|Shawn Atleo, the chief of the Assembly of First Nations, discusses what should happen now that the Truth and Reconciliation Commission of Canada has wrapped up its hearings:
I have spoken many times about what is required for Canada to reconcile with First Nations, of the need to respect and recognize us as peoples and respect and implement our inherent rights, treaties and title.
But at the final TRC event in Edmonton, my thoughts turned to what reconciliation means for and requires from First Nations. This work affects me in my role as National Chief but also as an individual. I know about abuse and experiments carried out on innocent children – some within my own family – and the resulting deep intergenerational trauma. I know that trauma.

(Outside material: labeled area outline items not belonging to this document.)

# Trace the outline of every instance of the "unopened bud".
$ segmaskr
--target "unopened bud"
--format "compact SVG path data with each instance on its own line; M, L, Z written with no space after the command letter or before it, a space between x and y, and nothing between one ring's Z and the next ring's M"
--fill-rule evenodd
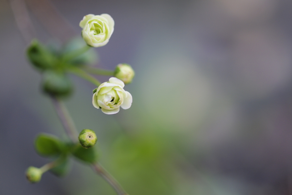
M91 148L95 144L97 138L94 132L91 129L84 129L79 134L79 142L82 146Z
M41 180L43 172L40 169L29 167L26 170L26 178L31 183L37 183Z
M121 80L125 84L131 82L135 75L134 70L128 64L119 64L114 70L114 77Z

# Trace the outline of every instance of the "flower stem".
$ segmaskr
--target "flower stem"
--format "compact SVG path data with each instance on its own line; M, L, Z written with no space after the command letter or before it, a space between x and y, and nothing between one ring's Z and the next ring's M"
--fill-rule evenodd
M114 71L113 70L109 70L88 66L84 67L83 68L86 72L94 75L104 75L105 76L113 76L114 73Z
M39 168L43 173L60 165L63 162L64 159L64 157L60 157L55 161L47 163Z
M77 67L71 67L68 70L79 77L81 77L98 87L100 84L100 82L96 79L89 75L83 70Z
M93 164L92 166L96 172L112 186L118 195L128 195L118 182L102 166L97 163Z
M65 105L59 99L53 97L51 97L53 103L57 111L58 115L60 118L66 132L70 137L72 141L76 143L78 141L78 134L74 122L69 114ZM55 166L55 162L52 162L45 165L41 168L43 170L49 170ZM96 173L103 178L114 188L118 195L128 195L117 180L109 173L99 164L93 163L93 168Z
M51 99L58 116L67 134L73 142L78 142L78 133L65 105L57 98L52 97Z
M65 54L63 56L62 59L65 62L68 61L75 57L83 54L91 48L91 47L90 46L86 45L81 48Z

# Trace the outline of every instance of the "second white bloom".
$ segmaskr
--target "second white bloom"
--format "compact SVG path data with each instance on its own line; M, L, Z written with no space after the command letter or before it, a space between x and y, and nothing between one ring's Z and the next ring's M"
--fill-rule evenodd
M114 32L114 20L106 13L86 15L79 24L83 29L83 39L88 45L94 47L101 47L107 43Z
M117 113L120 107L123 109L129 108L133 99L131 94L123 89L124 83L115 77L110 78L109 80L100 84L93 94L93 106L101 108L102 112L107 114Z

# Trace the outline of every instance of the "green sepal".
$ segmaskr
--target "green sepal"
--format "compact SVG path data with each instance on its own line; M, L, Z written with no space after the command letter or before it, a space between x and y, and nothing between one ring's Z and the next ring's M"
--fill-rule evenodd
M44 73L43 90L49 95L59 97L68 96L72 93L73 85L64 73L47 70Z
M56 58L37 40L33 40L27 50L29 61L36 68L44 70L54 68Z
M66 149L65 144L57 137L44 133L36 138L34 148L39 154L48 157L58 156Z
M94 147L85 148L79 144L75 146L72 153L76 158L86 163L96 163L98 158L97 151Z
M56 176L62 177L65 176L69 172L70 167L70 161L66 156L64 157L60 164L51 169L50 171Z

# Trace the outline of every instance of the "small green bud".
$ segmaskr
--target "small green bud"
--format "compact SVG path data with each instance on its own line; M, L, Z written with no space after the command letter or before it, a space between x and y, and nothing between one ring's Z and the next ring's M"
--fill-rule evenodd
M51 70L44 74L43 89L46 94L58 96L65 96L70 95L73 86L69 78L62 73Z
M34 167L29 167L26 170L26 178L31 183L37 183L41 180L43 172L40 169Z
M91 129L84 129L79 134L79 142L82 146L91 148L95 144L97 138L94 132Z
M125 84L128 84L132 82L135 75L135 72L129 64L119 64L114 70L114 75L115 77L121 80Z
M52 68L55 65L55 58L36 40L32 40L27 53L29 61L36 68L44 70Z

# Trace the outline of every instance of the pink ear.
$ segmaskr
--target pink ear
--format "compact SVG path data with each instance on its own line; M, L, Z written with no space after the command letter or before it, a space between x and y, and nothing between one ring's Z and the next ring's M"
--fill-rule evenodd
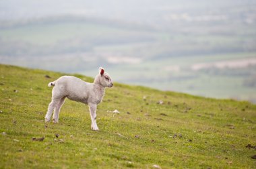
M104 74L104 69L101 68L100 69L100 74L102 75Z

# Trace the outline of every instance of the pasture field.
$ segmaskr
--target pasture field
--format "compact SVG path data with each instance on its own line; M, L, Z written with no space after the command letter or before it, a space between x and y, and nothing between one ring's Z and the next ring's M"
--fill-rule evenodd
M0 168L256 167L256 105L249 102L115 83L94 131L88 107L69 100L58 124L44 123L47 84L63 73L3 64L0 72Z

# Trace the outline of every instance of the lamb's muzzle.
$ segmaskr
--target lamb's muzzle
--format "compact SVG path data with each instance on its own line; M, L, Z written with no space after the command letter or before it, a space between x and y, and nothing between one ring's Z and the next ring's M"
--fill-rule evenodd
M103 99L105 87L113 87L111 78L105 72L103 68L100 67L99 74L95 77L93 83L86 82L82 80L71 76L63 76L54 82L51 82L48 86L54 86L52 91L52 101L48 107L45 115L45 121L49 121L54 111L53 120L54 123L59 122L59 114L65 99L81 102L89 105L93 130L98 130L96 123L96 111Z

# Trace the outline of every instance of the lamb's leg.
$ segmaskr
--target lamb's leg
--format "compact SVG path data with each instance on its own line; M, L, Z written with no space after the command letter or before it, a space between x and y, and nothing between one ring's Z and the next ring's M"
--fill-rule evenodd
M50 103L49 106L48 107L47 113L45 115L45 122L50 121L51 117L52 116L54 108L55 107L56 101L52 99L52 101Z
M55 109L54 109L54 113L53 116L53 122L55 123L59 122L59 111L61 110L61 106L64 103L65 99L65 97L62 98L55 105Z
M94 104L90 104L89 107L90 107L90 114L91 115L91 119L92 119L91 128L93 130L98 130L97 123L96 123L96 114L97 105Z

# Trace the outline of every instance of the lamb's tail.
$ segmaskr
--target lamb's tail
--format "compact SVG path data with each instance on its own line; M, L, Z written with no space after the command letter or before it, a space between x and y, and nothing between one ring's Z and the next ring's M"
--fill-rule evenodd
M56 81L54 81L54 82L49 82L49 84L48 84L48 87L52 87L52 86L55 86L55 83L56 83Z

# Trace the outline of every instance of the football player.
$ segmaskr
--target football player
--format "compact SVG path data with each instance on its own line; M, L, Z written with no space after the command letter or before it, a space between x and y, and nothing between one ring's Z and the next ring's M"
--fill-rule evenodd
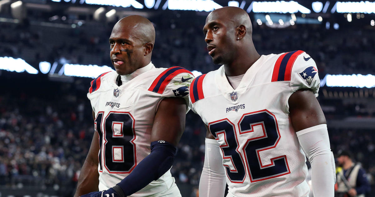
M155 68L155 35L140 16L113 27L109 44L116 72L93 80L87 93L95 132L75 196L181 196L170 169L194 77L181 67Z
M249 15L238 8L211 12L203 32L208 54L222 66L190 86L192 109L207 128L200 197L223 196L226 179L228 197L306 197L306 156L314 196L333 197L334 162L314 60L299 50L260 55Z

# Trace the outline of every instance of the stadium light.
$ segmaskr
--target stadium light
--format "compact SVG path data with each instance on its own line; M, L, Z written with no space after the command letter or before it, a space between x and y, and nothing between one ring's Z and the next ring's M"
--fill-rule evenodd
M250 9L250 8L252 9ZM251 10L254 12L295 13L298 11L304 14L310 14L311 12L309 9L294 1L253 2L247 11L249 12Z
M22 20L26 18L26 9L22 2L18 1L10 4L12 15L14 18Z
M191 73L193 74L193 75L194 75L195 77L196 77L199 75L202 75L202 72L197 71L191 71Z
M114 20L116 16L116 10L112 9L108 12L105 13L105 17L107 18L108 22L112 21Z
M368 1L360 2L337 2L331 12L333 13L335 11L339 13L375 13L375 2Z
M292 20L293 21L295 21L297 20L297 18L296 17L296 15L294 13L290 15L290 16L292 17Z
M168 9L210 12L222 8L212 0L167 0Z
M327 12L327 10L328 9L328 7L329 6L329 2L327 1L326 2L326 4L324 5L324 7L323 8L323 13L325 13Z
M143 8L143 5L135 0L83 0L80 1L85 2L87 4L94 5L102 5L112 6L115 7L122 7L128 8L130 6L135 8L141 9ZM82 4L82 3L81 3Z
M240 2L236 1L228 2L228 6L238 7L240 6Z
M352 75L327 74L321 80L320 86L356 87L371 88L375 87L375 75L370 74Z
M323 9L323 3L320 2L313 2L311 4L311 6L312 6L312 10L316 13L320 12Z
M340 26L337 23L335 23L333 24L333 29L337 30L340 29Z
M152 8L155 5L155 0L144 0L144 5L147 8Z
M38 70L21 58L15 59L11 57L0 57L0 69L10 72L38 74Z
M259 18L256 20L256 23L258 23L258 25L262 25L262 20L261 20Z
M64 74L66 76L91 77L93 79L104 72L114 71L111 67L107 66L99 66L97 65L81 65L66 63L63 66ZM60 72L59 74L60 74Z
M43 74L48 73L51 70L51 63L47 62L41 62L39 63L39 70Z

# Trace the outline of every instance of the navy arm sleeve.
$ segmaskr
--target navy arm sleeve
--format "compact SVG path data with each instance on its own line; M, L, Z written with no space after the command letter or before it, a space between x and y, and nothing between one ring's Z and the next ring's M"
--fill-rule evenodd
M370 192L370 183L367 180L366 172L363 168L360 169L358 171L356 185L356 190L358 194L366 194Z
M156 180L172 167L176 153L176 148L163 140L153 141L151 144L151 153L134 168L121 182L117 183L125 196L130 195Z

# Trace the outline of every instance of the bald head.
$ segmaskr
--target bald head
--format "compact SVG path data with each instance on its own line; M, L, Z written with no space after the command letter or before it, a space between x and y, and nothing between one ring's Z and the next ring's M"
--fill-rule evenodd
M147 18L129 16L115 24L109 41L116 71L119 75L129 75L151 62L155 29Z
M135 38L142 42L155 43L155 29L148 19L138 15L124 17L115 24L112 30L129 31Z
M246 31L249 35L252 33L252 27L250 18L247 12L243 9L237 7L224 7L211 12L206 19L206 23L208 20L217 19L224 21L229 22L228 25L231 24L233 27L241 25L246 27Z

Through the pride of our culture and the strength of our ancestors, we can begin to move out from that embedded sense of trauma, move out from the darkness into the light of confidence in our future.
Through the truth, we must free ourselves from the bonds of anger and hate. We will never forget. But we must not burden another generation with anger and pain. We can give them the strength of our spirit, our songs, our languages and our cultures.
Children are at the very centre of our cultures, our homes and families. We can once again capture that deep care and concern for children. It starts with forgiveness within our own families – forgiveness in order to stop holding on to the pain and the suffering, so that we do not pass this on any longer.
Get the Story:
Shawn Atleo: First Nations must turn the page on residential schools
(The Daily Globe and Mail 3/31)
Duncan McCue: Hockey helps
reconciliation of boarding schools (03/27)
CBC Interview: Reneltta Arluk on legacy of
residential schools (3/26)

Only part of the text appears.